FOR a century, it has been a local laughing stock. A ‘Ghost Dam’ that held no water, a monument to a Swiss engineer’s spectacular oversight.
But nobody is laughing now.
Right now, in the relentless wet winter of February 2026, the Montejaque Dam has finally done what it was built to do: It has filled up.
And for the families currently sleeping on gymnasium floors in Ronda, evacuees from the valley below, the joke is officially over.

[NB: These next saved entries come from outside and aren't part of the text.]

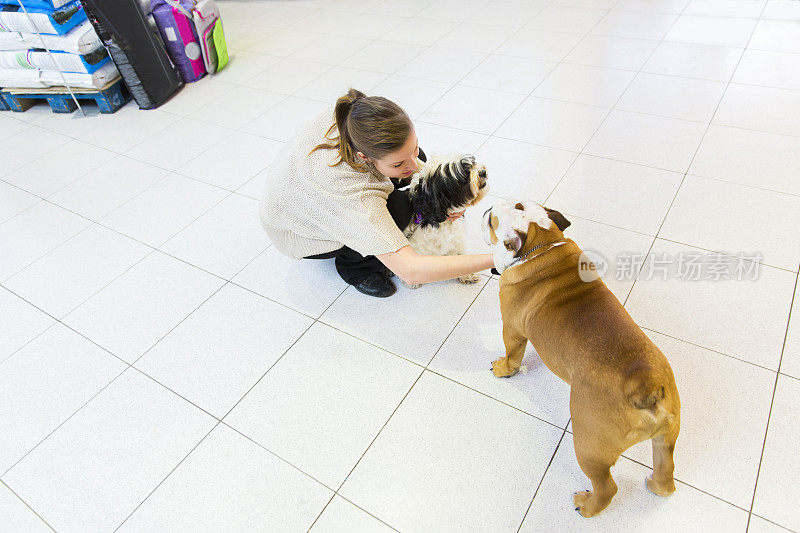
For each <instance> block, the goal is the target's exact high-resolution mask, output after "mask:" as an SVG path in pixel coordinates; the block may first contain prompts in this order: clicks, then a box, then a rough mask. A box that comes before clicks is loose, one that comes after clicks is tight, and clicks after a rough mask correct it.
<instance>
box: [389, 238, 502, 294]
mask: <svg viewBox="0 0 800 533" xmlns="http://www.w3.org/2000/svg"><path fill="white" fill-rule="evenodd" d="M376 257H377V258H378V259H380V261H381V262H382V263H383V264H384V265H386V267H387V268H388V269H389V270H391V271H392V272H394V273H395V274H397V275H398V276H400V278H402V280H403V281H405V282H406V283H408V284H409V285H419V284H422V283H430V282H432V281H443V280H446V279H453V278H457V277H458V276H463V275H465V274H472V273H475V272H480V271H481V270H486V269H488V268H492V267H493V266H494V259H493V258H492V254H478V255H443V256H438V255H419V254H418V253H417V252H415V251H414V249H413V248H411V246H404V247H402V248H400V249H399V250H397V251H396V252H392V253H388V254H382V255H378V256H376Z"/></svg>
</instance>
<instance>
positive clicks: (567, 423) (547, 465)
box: [517, 422, 569, 533]
mask: <svg viewBox="0 0 800 533" xmlns="http://www.w3.org/2000/svg"><path fill="white" fill-rule="evenodd" d="M568 426H569V422H567V424H566V425H565V426H564V429H563V431H562V432H561V438H560V439H558V443H557V444H556V447H555V449H554V450H553V455H551V456H550V461H548V462H547V466H546V467H545V468H544V472H542V478H541V479H540V480H539V484H538V485H536V490H535V491H533V496H532V497H531V501H530V502H529V503H528V507H527V508H526V509H525V514H523V515H522V520H521V521H520V523H519V527H517V533H519V531H520V530H521V529H522V526H523V525H525V519H526V518H528V513H529V512H530V511H531V507H533V502H534V501H535V500H536V496H537V495H538V494H539V489H540V488H542V483H544V478H545V477H547V471H548V470H550V465H552V464H553V461H555V458H556V454H557V453H558V449H559V448H560V447H561V442H562V441H563V440H564V435H566V434H567V427H568Z"/></svg>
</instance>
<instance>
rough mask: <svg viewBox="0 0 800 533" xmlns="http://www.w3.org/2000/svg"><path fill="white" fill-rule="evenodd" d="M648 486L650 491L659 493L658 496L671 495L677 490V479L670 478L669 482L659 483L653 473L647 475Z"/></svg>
mask: <svg viewBox="0 0 800 533" xmlns="http://www.w3.org/2000/svg"><path fill="white" fill-rule="evenodd" d="M644 482H645V484H646V485H647V488H648V489H650V492H652V493H653V494H657V495H658V496H669V495H670V494H672V493H673V492H675V480H674V479H670V480H669V482H668V483H661V484H658V483H656V481H655V480H654V479H653V476H652V475H649V476H647V478H646V479H645V480H644Z"/></svg>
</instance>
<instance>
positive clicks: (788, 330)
mask: <svg viewBox="0 0 800 533" xmlns="http://www.w3.org/2000/svg"><path fill="white" fill-rule="evenodd" d="M764 9H766V4H765V7H764ZM799 281H800V273H798V274H797V275H795V279H794V291H793V292H792V301H791V303H790V304H789V316H788V318H787V319H786V328H785V330H784V334H783V345H782V346H781V355H780V359H779V360H778V372H777V374H776V375H775V384H774V386H773V388H772V398H771V399H770V405H769V413H768V414H767V423H766V427H765V428H764V440H763V442H762V444H761V455H760V456H759V459H758V470H757V471H756V481H755V483H754V484H753V496H752V498H751V500H750V509H749V510H748V512H749V514H748V517H747V529H748V530H749V529H750V519H751V518H752V516H753V508H754V506H755V503H756V495H757V494H758V479H759V477H760V476H761V466H762V464H763V462H764V452H765V451H766V448H767V438H768V437H769V424H770V422H771V420H772V409H773V408H774V407H775V396H776V394H777V391H778V381H779V380H780V376H781V374H780V371H781V365H782V364H783V356H784V355H785V353H786V341H787V339H788V337H789V326H790V324H791V320H792V310H793V308H794V301H795V296H796V295H797V287H798V282H799Z"/></svg>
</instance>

The dam, sitting in the hills above Benaoján, is currently holding back millions of gallons of silt-brown water.
The subterranean caves that usually drain it are waterlogged, and the level is rising.
It is a terrifying sight. But it is important to separate fear from fact.
While the water ominously laps just centimetres from the rim, authorities have been quick to reassure the public that the structure itself is not going to fail.
When Swiss engineer Grüner built this ‘wafer-thin’ double-curvature arch 100 years ago, he produced something cutting-edge. It was a masterpiece of tension and geometry.
Despite its age, experts insist the concrete wall is more than strong enough to hold back the weight.
The dam won’t break. But the levee might just overtop.

The Limestone Flaw
Grüner’s genius overlooked one small, geological detail. The entire Montejaque-Benaoján district sits on porous limestone.
For 100 years, whenever it rained, the water simply bypassed his expensive wall, filtering through the ‘Swiss cheese’ rock and draining into the vast cave systems underneath.
Instead of providing the precious liquid Andalucía needed for drinking and hydro-electricity, the dam stood empty—a dry, concrete amphitheatre in the mountains.
Until now.
The sheer volume of rain this winter has overwhelmed the earth’s natural plumbing. The caves are full. The sponge is saturated. And so, the Ghost Dam has risen from the dead.

The Railway Connection
To understand why this is such a threat, you have to look back even further than Grüner, to the late Victorian era.
When British engineers built the Bobadilla-Algeciras railway—one of the world’s most spectacular lines—they faced a problem.
Andalucía is stubbornly mountainous, and trains don’t do hills. They need shallow gradients.
The solution? Build the tracks on the valley floors and flood plains.
This is why stations like Cortes, Gaucín, and Benaoján were built miles from their hilltop pueblos. And where the stations went, communities followed.
Pleasant hamlets like Estación de Benaoján grew up around the tracks, neat little societies straddling the river and the rails.
They are organic, thriving communities. On one particularly wet winter about 15 years ago, a little old English lady in Estación woke up to find the River Guadiaro had filled her swimming pool with malodorous mud.
Juan, a local bloke, turned up with a shovel and spent a week restoring it to pristine condition. He didn’t ask for money. He did it because that’s what neighbours do. That is the spirit of Estación.

Waiting for the water
Today, that spirit is being tested. The entire community has been evacuated.
They are leading a difficult existence in unfamiliar surroundings, hoping against hope that the water recedes or spills over gently in a ‘controlled overflow’, rather than surging down the valley in a torrent that could swamp their homes.
In the 1970s, Led Zeppelin reworked an old blues song, When the Levee Breaks.
It tells of a torrential rain that undermines everything people hold dear, and the helplessness of locals watching the water rise.
“Crying won’t help you, praying won’t do you no good.”
In the southern US states, the fear was that the earth walls (levees) would crumble.
Here in the Guadiaro valley, the concrete wall will stand firm.
But as the water creeps higher, the people of Estación de Benaoján are praying that the useless old dam doesn’t prove everyone wrong in the worst way possible.